Recent tests on the new Arcadia D3 Basking Lamp have been promising. The 160-watt version has a particularly wide beam, high UVB output and low decay rate; the lamp has a one-year warranty.
Finally, metal halide lamps are rapidly gaining a place in, or rather over, the vivarium. These are High Intensity Discharge (HID) Lamps which, like mercury vapour lamps, cannot be used with a thermostat and are most suitable for large enclosures. The “Daylight” versions with colour temperature between 5500K and 6500K are the closest to sunlight.
Most metal halides are manufactured for use over aquaria, for plant growing, or for industrial lighting and these lamps do not emit UVB. However, metal halides emitting UVB, designed specifically for reptiles, are now under development and early test results look promising. Metal halides produce a far more intense white light with a much higher quality spectrum, across the whole range for visible light, than either mercury vapour lamps or household incandescent lamps. They do however require an external ballast and positioning them is crucial, since at close range the light is extremely intense and the lamp should not be looked into directly. The Lucky Reptile Bright Sun (flood versions) have spectra that are sun-like in the UV region, as do the Solar Raptor metal halide range. The smaller versions of all these lamps, however, have a rather narrow beam. Metal halide lamps tend to decay fairly rapidly and replacing the bulb every six months is likely to be necessary if the keeper cannot monitor its output with a UV meter.

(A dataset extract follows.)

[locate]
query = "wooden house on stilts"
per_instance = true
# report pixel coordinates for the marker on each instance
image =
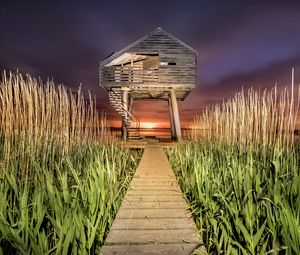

It is unlikely that it will ever be possible to improve upon nature; most chelonians will do best when provided with lighting as close as possible to that they would experience in their native habitat. With many species this will include basking in natural sunlight for at least part of the day, whenever this is possible. When this is not possible, there are now many combinations of lamps, bulbs and tubes that will, used with care and sensitivity, go a long way towards meeting the needs of turtles and terrapins in captivity.